6. A preload-adjustable quasi-zero stiffness vibration isolator according to claim 1, characterized in that: The damping hammer assembly (400) includes a damping hammer cover (401) and a damping hammer cylinder (402). The damping hammer cylinder (402) is a cylindrical cavity with an open top, which is filled with a damping mixture. The damping hammer cover (401) covers and seals the upper opening of the damping hammer cylinder (402). The damping hammer cylinder (402) is fixed to the lower side of the upper support plate (101) by screws.
7. A preload-adjustable quasi-zero stiffness vibration isolator according to claim 6, characterized in that: The damping mixture filling the cylindrical cavity of the damping sand hammer cylinder (402) is, by mass percentage, 70%–80% quartz sand, 10%–20% cast iron particles, and 5%–10% damping powder.
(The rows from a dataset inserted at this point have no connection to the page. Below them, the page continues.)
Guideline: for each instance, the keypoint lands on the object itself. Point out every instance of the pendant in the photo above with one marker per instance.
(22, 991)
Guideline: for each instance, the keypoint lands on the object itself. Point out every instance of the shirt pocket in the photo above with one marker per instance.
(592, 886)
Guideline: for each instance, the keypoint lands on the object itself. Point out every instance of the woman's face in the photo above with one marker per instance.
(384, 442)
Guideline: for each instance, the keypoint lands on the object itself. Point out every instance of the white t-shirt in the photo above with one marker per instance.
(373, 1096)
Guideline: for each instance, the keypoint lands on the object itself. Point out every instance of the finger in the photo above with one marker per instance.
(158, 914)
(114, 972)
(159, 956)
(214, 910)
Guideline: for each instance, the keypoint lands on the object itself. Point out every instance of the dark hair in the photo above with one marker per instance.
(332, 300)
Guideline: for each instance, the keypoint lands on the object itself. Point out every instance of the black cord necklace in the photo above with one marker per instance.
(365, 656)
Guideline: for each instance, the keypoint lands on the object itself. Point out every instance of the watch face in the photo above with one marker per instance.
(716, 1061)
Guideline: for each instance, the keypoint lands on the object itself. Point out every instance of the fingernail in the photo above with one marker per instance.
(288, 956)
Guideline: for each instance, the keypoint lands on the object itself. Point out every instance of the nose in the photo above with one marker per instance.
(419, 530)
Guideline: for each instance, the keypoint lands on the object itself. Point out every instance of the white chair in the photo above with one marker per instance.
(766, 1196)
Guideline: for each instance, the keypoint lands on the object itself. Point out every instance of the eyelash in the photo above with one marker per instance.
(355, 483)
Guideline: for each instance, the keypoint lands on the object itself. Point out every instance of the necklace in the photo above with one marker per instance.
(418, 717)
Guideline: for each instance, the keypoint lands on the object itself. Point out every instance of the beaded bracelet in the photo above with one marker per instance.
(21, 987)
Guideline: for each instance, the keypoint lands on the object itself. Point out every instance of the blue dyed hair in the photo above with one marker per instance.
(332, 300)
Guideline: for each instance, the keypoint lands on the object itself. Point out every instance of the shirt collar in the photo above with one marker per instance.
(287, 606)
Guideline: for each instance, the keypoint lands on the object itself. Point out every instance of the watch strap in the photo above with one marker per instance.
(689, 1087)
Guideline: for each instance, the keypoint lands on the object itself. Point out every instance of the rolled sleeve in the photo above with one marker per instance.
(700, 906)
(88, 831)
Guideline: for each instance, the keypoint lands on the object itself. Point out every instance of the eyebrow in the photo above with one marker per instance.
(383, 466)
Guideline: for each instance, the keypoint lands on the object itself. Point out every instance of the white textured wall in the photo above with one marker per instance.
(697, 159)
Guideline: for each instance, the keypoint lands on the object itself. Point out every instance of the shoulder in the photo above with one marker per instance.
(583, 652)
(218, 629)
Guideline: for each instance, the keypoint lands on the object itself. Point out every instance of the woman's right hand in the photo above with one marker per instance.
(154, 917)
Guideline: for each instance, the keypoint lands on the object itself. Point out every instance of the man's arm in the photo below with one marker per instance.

8. A preload-adjustable quasi-zero stiffness vibration isolator according to any one of claims 1-7, characterized in that: The natural frequency of the vibration isolator can be adjusted within the range of 0.8Hz to 1.2Hz, and the transmission rate for 10Hz vibration is less than 0.05, while the transmission rate for 50Hz vibration is less than 0.
01.
9. A vibration isolation system, characterized in that, It includes at least three preload-adjustable quasi-zero stiffness vibration isolators as described in any one of claims 1-8, the quasi-zero stiffness vibration isolators being evenly arranged at the bottom of the vibration-isolated equipment.